A chance dos filhos da primeira pessoa serem candidatos com mais chances de serem escolhidos numa vaga “neutra”, “imparcial”, focada somente no “mérito” ou na “competência” é infinitamente maior do que a dos filhos da segunda pessoa. Claro, há exceções de quem “chegou lá”, isso não significa que as chances de uma pessoa não sejam infinitamente maiores do que a da outra. E o ciclo se perpetua perenemente. Isso é uma das manifestações do racismo estrutural. A estrutura da sociedade favorece uns poucos e desfavorece a maioria.

 

Muitas vezes, as pessoas escolhidas têm mesmo mais desenvolvidas as competências esperadas para a vaga. Só que nem sempre. Mas só por se parecer mais com quem normalmente as têm, faz com que quem seleciona os candidatos tenha, muitas vezes de forma inconsciente, uma predileção em escolher pessoas que se parecem, na maioria das vezes, comigo.

 

Perceba que eu ter nascido numa família de classe média alta, estudado num bom colégio, ter tempo de me dedicar a desenvolver as competências esperadas no mercado de trabalho, em grande parte, não é mérito nenhum meu. Foi sorte de ter nascido na família, no bairro e na cidade em que eu nasci. No máximo posso dizer que é mérito dos meus pais – e da minha irmã – que tiveram a preocupação de usar os privilégios que têm para me dar as oportunidades que eu tive de me desenvolver.
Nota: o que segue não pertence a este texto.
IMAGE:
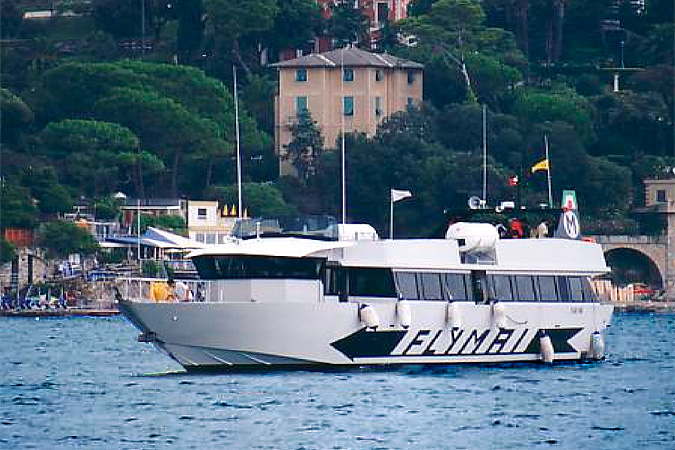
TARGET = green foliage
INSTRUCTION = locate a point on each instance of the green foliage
(241, 17)
(16, 116)
(296, 23)
(61, 238)
(305, 146)
(190, 28)
(10, 19)
(89, 154)
(16, 207)
(183, 120)
(50, 196)
(108, 207)
(347, 24)
(631, 123)
(260, 199)
(534, 106)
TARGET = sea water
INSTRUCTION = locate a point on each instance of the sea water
(87, 383)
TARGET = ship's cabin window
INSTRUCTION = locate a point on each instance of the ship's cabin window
(358, 281)
(371, 282)
(479, 286)
(545, 288)
(433, 286)
(407, 285)
(501, 288)
(257, 267)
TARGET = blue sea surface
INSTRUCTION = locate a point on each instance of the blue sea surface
(87, 383)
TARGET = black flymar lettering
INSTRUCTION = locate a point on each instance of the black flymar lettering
(455, 335)
(500, 340)
(428, 351)
(478, 340)
(416, 340)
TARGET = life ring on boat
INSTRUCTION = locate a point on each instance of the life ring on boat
(546, 351)
(404, 313)
(453, 316)
(368, 316)
(597, 350)
(499, 314)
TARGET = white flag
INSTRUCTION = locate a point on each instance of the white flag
(397, 195)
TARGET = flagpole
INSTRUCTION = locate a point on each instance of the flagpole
(342, 134)
(548, 172)
(236, 128)
(391, 214)
(484, 156)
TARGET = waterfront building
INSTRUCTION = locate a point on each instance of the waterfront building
(208, 223)
(348, 89)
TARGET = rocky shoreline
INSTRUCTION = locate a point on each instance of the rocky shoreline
(632, 307)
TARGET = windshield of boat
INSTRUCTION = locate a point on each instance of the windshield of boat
(231, 267)
(316, 227)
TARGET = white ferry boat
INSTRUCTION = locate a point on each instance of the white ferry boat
(298, 302)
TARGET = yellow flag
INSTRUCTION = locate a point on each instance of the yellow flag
(541, 165)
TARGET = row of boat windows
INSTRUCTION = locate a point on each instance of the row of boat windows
(481, 287)
(477, 286)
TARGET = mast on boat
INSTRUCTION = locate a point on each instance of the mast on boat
(484, 156)
(236, 133)
(342, 139)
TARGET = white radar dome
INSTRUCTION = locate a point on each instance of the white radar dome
(472, 237)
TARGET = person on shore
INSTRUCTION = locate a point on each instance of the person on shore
(516, 228)
(159, 291)
(182, 292)
(542, 230)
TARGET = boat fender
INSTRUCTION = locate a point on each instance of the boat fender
(404, 313)
(368, 316)
(597, 345)
(499, 314)
(546, 348)
(453, 315)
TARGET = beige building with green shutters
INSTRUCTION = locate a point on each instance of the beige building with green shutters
(345, 87)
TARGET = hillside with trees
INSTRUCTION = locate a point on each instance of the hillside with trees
(120, 95)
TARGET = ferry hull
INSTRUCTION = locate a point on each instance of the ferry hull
(260, 336)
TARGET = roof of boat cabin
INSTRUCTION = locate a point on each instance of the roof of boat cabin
(286, 247)
(511, 255)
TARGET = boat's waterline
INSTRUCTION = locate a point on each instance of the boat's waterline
(234, 336)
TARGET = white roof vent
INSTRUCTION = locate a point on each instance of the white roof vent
(353, 232)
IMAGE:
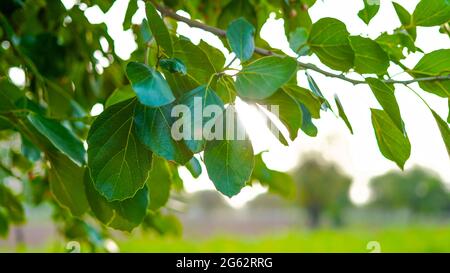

Sou muito grato por isso.

 

Sim, eu estudei muito e sigo estudando. Eu sempre trabalhei muito, longas horas em dias de semana, feriados e finais de semana. Sinto que reconhecer que eu tenho privilégios que me deixam em posição mais favorável às remunerações dos trabalhos considerados de “mão de obra qualificada” em nada diminuiu o meu esforço diário ou desmerecem o que eu pude construir na minha carreira. Eu tenho orgulho e sentimento de merecimento pela minha trajetória.

 

Ao mesmo tempo, eu percebo que eu estou do lado favorecido da estrutura. E entendo que não fazer nada para mudá-la é ser conivente com um arranjo de sociedade que não dá igual oportunidade a todos. Vagas anunciadas como neutras vão sempre favorecer a pessoas como eu. Ou seja, não têm nada de neutro ou imparcial, muito pelo contrário, reforçam uma estrutura desigual.

 

As ações afirmativas são uma forma de tentar de fato dar as mesmas oportunidades a todos. Não se trata de contratar pessoas despreparadas para um determinado cargo. Se trata de ter certeza de que se inclui quem atende aos requisitos e que, pela forma como a sociedade está estruturada, acaba ficando de fora, mesmo tendo o preparo necessário.

 

Na medida que os filhos daquela pessoa 2 tiverem acesso à educação e a trabalhos de maior remuneração, a estrutura começa a se transformar, e aí sim a gente pode falar em igualdade de oportunidades. Isso leva tempo, e você pode não querer que isso aconteça, ainda que eu não concorde com você. Só não chame isso de imparcialidade ou igualdade de condições, porque não é.

 

Enfim, é um longo caminho de transformação. Obrigado por ler até aqui e boas reflexões.